OpenRefine Galaxy Interactivetool.
OpenRefine (formerly Google Refine) is a powerful tool for working with messy data: cleaning it; transforming it from one format into another; and extending it with web services and external data.
Original 2019 work by: Yvan Le Bras https://github.com/yvanlebras
Fork 2024 by: Giuseppe Profiti for BioDec S.r.l. https://github.com/profgiuseppe
Thanks to:
- bash-refine by Felix Lohmeier
- the Galaxy community https://galaxyproject.org/
├── bash-refine
│ ├── bash-refine.sh : helper function to interact with OpenRefine
│ └── myworkflow.sh : script that imports galaxy dataset to OpenRefine
├── Dockerfile : Docker image building instructions
├── extension : source code for the OpenRefine extension that exports to Galaxy
├── galaxy
│ ├── interactivetool_openrefine.xml : Galaxy tool XML for running the OpenRefine interactive tool
│ └── upload-file.py : helper script that uploads the OpenRefine output to Galaxy
├── LICENSE.txt : code license
└── README.md : this file
First, build the docker image.
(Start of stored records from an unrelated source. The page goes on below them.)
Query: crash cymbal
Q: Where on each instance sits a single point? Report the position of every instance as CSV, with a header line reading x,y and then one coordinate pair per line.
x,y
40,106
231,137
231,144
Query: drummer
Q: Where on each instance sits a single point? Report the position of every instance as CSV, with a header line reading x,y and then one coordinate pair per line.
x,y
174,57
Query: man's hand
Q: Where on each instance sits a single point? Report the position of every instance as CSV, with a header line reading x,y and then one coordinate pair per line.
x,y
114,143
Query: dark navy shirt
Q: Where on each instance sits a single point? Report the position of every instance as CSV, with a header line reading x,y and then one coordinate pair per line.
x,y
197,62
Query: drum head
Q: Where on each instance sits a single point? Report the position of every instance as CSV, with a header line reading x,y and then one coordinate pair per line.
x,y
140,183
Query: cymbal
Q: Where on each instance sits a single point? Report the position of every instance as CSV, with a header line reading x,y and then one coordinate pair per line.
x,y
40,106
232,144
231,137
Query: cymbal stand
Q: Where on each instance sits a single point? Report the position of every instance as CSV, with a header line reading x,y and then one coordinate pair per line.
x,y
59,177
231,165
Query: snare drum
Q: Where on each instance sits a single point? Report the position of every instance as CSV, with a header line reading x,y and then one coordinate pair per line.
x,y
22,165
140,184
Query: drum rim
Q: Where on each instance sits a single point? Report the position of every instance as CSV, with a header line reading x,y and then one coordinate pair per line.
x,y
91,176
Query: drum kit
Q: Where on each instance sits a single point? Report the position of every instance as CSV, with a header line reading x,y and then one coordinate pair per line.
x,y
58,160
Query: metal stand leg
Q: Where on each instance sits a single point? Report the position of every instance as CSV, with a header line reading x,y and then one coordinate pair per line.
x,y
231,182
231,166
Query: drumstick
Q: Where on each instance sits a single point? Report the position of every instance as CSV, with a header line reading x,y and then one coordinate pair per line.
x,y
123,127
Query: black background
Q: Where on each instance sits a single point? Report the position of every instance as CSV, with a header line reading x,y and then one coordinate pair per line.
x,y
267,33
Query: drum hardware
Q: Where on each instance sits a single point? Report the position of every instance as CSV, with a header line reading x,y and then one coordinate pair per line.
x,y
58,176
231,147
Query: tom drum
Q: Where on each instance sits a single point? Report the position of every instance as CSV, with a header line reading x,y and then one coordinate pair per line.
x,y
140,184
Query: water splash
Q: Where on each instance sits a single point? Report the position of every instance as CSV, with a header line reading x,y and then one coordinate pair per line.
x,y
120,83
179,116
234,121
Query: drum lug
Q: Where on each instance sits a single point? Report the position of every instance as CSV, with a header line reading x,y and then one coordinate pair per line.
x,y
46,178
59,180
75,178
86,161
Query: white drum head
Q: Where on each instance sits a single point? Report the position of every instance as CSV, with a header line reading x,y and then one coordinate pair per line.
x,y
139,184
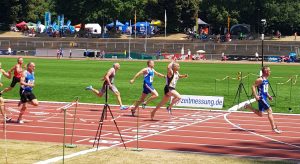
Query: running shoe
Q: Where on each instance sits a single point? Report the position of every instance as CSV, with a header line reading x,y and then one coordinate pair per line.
x,y
89,88
19,103
169,110
132,112
20,122
246,106
276,130
143,105
123,107
8,119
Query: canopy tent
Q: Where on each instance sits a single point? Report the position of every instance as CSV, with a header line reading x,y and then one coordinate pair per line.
x,y
200,21
21,25
118,24
156,23
240,28
200,51
142,26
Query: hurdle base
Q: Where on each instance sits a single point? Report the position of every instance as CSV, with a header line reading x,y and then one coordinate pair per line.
x,y
70,146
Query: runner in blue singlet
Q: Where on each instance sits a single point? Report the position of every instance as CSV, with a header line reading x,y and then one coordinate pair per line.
x,y
260,92
148,73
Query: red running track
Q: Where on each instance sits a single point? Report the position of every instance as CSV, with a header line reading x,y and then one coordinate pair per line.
x,y
201,131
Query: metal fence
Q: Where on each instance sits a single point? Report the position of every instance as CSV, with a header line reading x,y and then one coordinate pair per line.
x,y
151,46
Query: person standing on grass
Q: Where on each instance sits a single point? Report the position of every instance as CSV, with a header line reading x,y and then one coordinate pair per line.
x,y
148,73
17,75
260,92
109,81
26,94
171,81
3,73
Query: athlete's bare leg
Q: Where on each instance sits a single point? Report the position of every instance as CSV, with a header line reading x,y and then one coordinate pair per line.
x,y
2,106
176,98
271,119
34,102
137,103
165,99
118,95
153,96
6,89
100,94
257,112
22,111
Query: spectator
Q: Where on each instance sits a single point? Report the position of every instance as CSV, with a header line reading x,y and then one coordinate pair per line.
x,y
9,51
256,56
70,53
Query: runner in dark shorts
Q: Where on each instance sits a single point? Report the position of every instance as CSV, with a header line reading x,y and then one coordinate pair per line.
x,y
109,81
148,88
17,69
26,94
169,90
2,108
260,92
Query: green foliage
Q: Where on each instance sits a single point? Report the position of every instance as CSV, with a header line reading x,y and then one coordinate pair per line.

The building process will download OpenRefine, compile the extension, add it to OpenRefine and copy all the helper scripts.
Modify the interactivetool_openrefine.xml file so that the container line points to the newly built docker image (in the example it points to biodec/openrefine-docker)
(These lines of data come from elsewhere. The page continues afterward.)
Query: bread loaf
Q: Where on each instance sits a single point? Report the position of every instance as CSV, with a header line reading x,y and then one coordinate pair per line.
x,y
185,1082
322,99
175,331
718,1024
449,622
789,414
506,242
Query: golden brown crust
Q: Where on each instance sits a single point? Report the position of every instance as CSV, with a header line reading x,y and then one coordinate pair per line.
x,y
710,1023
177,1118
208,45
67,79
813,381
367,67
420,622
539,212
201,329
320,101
Deploy the XML file to Galaxy.
docker build . --tag <IMAGE_NAME>
If you want to test the image, you can run:
docker network create refine
docker run --rm -d --network refine -p 3333:3333 -v <FULL_PATH_OF_DATA_DIR>:/import <IMAGE_NAME> /openrefine/refine -i 0.0.0.0
Please be advised that the extension for exporting to Galaxy will not work outside of a Galaxy instance.